La svolta manieristica avviatasi all’inizio del decennio si conferma nell’Apparizione della Vergine ad Augusto e alla Sibilla della Pinacoteca Vaticana e nell’affresco con l’Ultima Cena del convento di S. Spirito a Ferrara, entrambe del 1544, o nella Conversione di Saulo della Borghese, del 1545. Sono perduti gli affreschi della volta della torre di Copparo, eseguiti con Girolamo da Carpi dal 1546 al 1548, ossia i ritratti di casa d’Este e il loro rifacimento per essersi poi guastati, nonché le figure a monocromo entro nicchie della facciata, e altri lavori al poggiolo (Marchesi, 2011, pp. 276-299). La suggestione delle opere dipinte da Vasari in Romagna si palesa ormai nell’Adorazione dei magi con s. Bartolomeo per S. Bartolo del 1549, oggi in Pinacoteca, che è preludio all’ultima impresa documentata, ossia l’esecuzione, insieme a Camillo Filippi, dei cartoni per otto arazzi con le Storie dei ss. Giorgio e Maurelio che furono tessuti entro il 1553 da Giovanni Karcher con i bordi su disegno di Luca d’Olanda (il contratto con i fabbricieri del duomo è del 15 ottobre 1550; Cittadella, 1868).

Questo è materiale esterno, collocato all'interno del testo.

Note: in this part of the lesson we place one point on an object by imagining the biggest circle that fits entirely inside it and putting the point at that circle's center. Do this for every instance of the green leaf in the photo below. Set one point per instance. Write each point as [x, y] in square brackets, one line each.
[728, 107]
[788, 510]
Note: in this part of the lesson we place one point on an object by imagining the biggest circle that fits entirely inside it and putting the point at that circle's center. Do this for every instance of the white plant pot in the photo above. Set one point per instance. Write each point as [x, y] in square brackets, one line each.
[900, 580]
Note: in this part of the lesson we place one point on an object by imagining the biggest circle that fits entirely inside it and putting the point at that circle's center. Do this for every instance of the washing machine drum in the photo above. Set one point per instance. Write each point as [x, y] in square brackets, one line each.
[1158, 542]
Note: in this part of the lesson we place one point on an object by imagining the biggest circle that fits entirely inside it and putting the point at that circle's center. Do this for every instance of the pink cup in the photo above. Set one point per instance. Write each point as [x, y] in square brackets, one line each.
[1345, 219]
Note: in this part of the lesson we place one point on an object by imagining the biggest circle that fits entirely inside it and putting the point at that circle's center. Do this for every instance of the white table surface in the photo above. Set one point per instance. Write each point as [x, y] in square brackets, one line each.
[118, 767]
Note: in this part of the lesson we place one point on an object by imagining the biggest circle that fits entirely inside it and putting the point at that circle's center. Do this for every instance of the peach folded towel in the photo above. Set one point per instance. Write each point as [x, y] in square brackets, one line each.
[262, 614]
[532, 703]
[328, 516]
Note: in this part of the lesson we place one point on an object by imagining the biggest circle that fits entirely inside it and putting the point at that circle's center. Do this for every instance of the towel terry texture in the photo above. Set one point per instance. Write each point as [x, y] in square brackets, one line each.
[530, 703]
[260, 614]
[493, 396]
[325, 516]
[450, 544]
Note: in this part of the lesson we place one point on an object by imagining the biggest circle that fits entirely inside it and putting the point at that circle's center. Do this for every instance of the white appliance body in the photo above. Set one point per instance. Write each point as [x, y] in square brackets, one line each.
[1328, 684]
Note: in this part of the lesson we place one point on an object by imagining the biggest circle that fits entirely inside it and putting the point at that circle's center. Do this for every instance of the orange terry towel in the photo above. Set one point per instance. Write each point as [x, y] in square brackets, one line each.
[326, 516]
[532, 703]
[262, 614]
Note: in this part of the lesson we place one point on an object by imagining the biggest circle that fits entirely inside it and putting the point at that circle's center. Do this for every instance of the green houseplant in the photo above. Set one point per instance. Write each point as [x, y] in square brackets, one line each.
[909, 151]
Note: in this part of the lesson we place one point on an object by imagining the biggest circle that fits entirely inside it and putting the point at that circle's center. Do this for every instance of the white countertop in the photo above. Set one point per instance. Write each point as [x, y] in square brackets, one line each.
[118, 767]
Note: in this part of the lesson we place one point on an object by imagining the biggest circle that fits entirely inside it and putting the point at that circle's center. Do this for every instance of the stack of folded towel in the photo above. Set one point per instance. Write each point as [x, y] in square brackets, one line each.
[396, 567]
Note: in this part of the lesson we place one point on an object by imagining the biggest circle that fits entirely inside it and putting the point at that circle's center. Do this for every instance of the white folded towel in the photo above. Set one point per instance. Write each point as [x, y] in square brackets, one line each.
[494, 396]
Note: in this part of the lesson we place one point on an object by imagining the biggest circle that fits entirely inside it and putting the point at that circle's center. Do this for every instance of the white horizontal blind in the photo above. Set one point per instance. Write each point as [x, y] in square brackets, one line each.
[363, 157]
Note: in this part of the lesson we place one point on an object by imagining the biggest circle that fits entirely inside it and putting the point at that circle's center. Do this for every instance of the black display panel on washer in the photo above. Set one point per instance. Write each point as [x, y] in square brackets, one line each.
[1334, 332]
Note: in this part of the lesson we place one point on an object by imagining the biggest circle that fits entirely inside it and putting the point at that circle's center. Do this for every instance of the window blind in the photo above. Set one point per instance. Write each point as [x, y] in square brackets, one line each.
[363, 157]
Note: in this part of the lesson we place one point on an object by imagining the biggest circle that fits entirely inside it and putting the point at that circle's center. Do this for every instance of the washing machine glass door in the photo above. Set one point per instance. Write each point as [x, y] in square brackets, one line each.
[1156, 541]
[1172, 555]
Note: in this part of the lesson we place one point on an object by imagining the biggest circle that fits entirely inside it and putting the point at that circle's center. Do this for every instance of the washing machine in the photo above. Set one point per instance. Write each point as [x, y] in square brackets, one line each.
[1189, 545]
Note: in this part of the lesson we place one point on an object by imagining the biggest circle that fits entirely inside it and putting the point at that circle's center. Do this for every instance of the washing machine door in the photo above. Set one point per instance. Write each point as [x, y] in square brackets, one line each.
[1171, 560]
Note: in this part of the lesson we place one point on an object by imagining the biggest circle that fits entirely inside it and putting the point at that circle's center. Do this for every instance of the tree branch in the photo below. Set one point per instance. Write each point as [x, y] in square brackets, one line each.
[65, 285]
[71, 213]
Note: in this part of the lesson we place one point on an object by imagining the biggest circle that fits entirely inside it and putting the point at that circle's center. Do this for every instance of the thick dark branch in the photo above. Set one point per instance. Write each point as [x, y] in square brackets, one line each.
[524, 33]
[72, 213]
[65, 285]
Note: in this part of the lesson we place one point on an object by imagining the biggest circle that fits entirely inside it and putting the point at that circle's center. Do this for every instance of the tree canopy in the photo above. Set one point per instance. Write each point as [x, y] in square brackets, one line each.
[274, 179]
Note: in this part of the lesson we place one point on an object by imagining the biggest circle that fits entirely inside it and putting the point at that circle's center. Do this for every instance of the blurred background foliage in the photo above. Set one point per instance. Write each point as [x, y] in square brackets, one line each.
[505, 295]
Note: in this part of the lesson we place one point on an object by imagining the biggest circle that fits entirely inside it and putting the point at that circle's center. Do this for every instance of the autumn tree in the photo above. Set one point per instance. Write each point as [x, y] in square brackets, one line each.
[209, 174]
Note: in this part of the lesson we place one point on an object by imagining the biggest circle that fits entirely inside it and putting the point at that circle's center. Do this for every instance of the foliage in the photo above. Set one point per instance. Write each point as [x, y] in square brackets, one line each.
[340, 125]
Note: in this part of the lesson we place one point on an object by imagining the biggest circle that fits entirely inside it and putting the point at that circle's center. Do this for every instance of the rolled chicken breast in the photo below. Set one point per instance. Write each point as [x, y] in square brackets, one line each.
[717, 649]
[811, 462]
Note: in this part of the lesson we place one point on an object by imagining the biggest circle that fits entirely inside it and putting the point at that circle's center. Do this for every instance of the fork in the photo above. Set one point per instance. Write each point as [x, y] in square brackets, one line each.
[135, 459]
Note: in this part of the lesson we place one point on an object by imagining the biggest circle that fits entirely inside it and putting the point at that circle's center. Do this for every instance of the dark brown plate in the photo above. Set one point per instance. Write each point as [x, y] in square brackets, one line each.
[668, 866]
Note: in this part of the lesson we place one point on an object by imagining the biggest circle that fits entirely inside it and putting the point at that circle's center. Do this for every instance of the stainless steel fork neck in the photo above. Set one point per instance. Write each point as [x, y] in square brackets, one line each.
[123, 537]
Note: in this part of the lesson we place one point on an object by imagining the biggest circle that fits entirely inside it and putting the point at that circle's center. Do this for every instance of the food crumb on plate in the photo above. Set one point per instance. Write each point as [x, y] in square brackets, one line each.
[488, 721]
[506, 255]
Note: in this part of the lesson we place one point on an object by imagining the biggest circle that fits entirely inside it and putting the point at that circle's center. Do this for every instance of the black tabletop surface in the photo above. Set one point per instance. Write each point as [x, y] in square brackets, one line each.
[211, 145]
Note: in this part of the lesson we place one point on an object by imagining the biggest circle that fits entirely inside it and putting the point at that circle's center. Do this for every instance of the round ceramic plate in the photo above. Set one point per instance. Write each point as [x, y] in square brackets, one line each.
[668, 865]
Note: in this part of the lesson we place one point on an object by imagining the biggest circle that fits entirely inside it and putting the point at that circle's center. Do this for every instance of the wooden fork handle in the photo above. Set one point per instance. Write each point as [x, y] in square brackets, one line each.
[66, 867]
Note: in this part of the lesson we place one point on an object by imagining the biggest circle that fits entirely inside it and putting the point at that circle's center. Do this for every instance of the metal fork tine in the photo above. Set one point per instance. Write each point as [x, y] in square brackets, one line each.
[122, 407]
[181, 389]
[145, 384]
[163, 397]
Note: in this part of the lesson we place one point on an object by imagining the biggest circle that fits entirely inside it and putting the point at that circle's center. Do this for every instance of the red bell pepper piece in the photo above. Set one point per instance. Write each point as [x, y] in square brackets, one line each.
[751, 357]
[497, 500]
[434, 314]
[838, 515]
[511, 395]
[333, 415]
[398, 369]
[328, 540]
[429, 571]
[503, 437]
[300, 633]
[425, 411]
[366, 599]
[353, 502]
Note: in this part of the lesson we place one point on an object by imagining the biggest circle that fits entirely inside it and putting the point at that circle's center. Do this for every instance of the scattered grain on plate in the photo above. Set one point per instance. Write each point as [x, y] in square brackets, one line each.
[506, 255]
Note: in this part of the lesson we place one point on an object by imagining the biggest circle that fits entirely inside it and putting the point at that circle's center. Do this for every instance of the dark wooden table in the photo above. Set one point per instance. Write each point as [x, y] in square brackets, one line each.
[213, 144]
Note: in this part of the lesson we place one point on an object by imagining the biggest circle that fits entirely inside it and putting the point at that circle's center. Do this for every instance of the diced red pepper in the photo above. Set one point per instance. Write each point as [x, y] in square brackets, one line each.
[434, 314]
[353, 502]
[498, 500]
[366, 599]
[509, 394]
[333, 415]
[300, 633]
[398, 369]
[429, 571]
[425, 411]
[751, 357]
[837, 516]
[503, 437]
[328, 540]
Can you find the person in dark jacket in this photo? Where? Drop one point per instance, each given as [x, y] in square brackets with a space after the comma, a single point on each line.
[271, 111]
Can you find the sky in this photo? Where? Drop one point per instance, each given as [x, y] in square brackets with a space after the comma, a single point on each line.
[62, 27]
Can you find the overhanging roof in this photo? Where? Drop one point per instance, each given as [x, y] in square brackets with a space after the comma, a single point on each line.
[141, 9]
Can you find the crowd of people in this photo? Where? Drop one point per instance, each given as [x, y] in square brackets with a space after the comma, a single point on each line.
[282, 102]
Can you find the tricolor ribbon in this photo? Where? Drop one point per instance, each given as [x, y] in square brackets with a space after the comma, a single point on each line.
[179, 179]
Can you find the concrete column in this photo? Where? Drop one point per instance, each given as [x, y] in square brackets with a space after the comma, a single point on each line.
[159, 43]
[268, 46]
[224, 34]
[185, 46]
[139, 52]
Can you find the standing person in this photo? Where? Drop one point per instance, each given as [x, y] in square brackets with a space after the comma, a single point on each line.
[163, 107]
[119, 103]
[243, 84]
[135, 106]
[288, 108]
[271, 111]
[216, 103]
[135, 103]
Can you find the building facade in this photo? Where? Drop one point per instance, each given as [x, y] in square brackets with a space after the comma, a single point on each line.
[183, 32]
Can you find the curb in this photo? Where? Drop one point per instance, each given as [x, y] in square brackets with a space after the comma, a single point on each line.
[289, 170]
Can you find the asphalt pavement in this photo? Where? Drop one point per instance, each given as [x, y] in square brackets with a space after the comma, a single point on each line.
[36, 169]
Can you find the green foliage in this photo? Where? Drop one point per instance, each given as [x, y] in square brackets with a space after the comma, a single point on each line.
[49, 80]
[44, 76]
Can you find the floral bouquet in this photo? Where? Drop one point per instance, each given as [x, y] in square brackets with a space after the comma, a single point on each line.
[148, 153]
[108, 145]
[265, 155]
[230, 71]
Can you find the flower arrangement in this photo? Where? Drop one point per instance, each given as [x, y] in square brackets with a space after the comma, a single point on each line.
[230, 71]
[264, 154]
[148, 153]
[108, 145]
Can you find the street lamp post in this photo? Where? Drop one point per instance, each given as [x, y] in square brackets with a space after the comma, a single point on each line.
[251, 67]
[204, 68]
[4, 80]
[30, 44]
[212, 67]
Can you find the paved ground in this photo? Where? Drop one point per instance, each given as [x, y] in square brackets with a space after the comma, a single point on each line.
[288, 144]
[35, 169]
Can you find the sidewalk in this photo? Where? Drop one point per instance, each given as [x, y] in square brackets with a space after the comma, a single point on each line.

Morto all’età di settantotto anni, il 6 settembre 1559 (Vasari, 1550 e 1568, 1984, p. 414), fu sepolto nella chiesa di S. Maria in Vado. Furono recitate in suo onore orazioni funebri dal cavaliere Troilo Seccobien e dal canonico regolare di S. Salvatore Fausto Braccaldi. Lasciò un figlio di nome Girolamo, ritenuto da Vasari «persona molto gentile», e una figlia di nome Antonia, promessa sposa nel 1557 a Giovan Francesco figlio di Giovanni Maria Goretti (Ghelfi, 2008, p. 198). Vasari (1550 e 1568, 1984, pp. 411 s.) lo descrive come personalità mite e di condotta cortese, dedito alla pratica della scherma e del liuto, «amico» dei più significativi artisti del suo tempo, quali Giorgione, Tiziano, Raffaello e Giulio Romano.